That warning was well-taken, she saw, and the girl's eyes were steadfast.  "I know she can. No one sane wants to be a matron mother, but we must serve."

"I certainly didn't. But when duty calls, we step forward to lead and protect our houses."  Imryne smiled, just a little.  "When things change, you and I can talk alliances, if it's prudent."

"I would like that. If the drider leave, we will have a new Matron mother soon.  Sooner than later, I hope.  Druu'giir has been eyeing us. I fear an attack.  Fear of the drider has stopped them, for the moment.  But if there is a change of matron mother, they will fall on us."

Imryne thought swiftly, counting her resources.  "We may be able to arrange for some discouragement for Druu'giir.  If we have warning of the change about to take place, will that give you enough time, with our help, to get back in and defend the house?"

"Yes. If the drider are gone, we can take the place easily.  More than half the staff are on our side. The others will lie down quickly.  Defense against Druu'giir will be the hard part, but if we have House Melrae defending, we will be fine."  Ilivarra took a shallow breath, her mouth tightening a little.  "I have a personal request, if I may?"

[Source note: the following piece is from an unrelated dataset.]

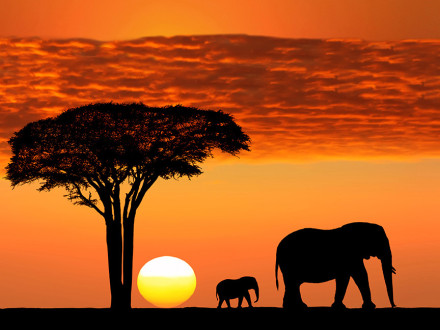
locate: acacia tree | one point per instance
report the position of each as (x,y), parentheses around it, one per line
(108,155)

What personal request could this girl possibly have of Imryne?  "What's that?"

"If the house survives, I would like to take Lesrak as my first husband. We met down here and have established a relationship."  She chewed her lip just a little.  "I know I am a lot older but..."

It took all of Imryne's willpower not to look at Maya at the moment.  The Melrae daughter had been sneaking Lesrak—and Goddess knew how many other members of House Melrae—to these...worship services?  Then it hit her again.  Ilivarra was asking for Lesrak.  He would be the first of Imryne's children to go into another House.

She fought for and maintained her balance.  "If both you and he are in agreement on it, I'd be honored to transfer him into your household. I'd been hoping he'd end up making a match sometime soon."  She was not lying—not entirely, at least.  Challay was going to have to look for a new weaponsmaster.

"I think he will agree."  Ilivarra pressed the fingertips of her hands together in a formal gesture of gratitude.  "Thank you Houses Melrae and Shobalar."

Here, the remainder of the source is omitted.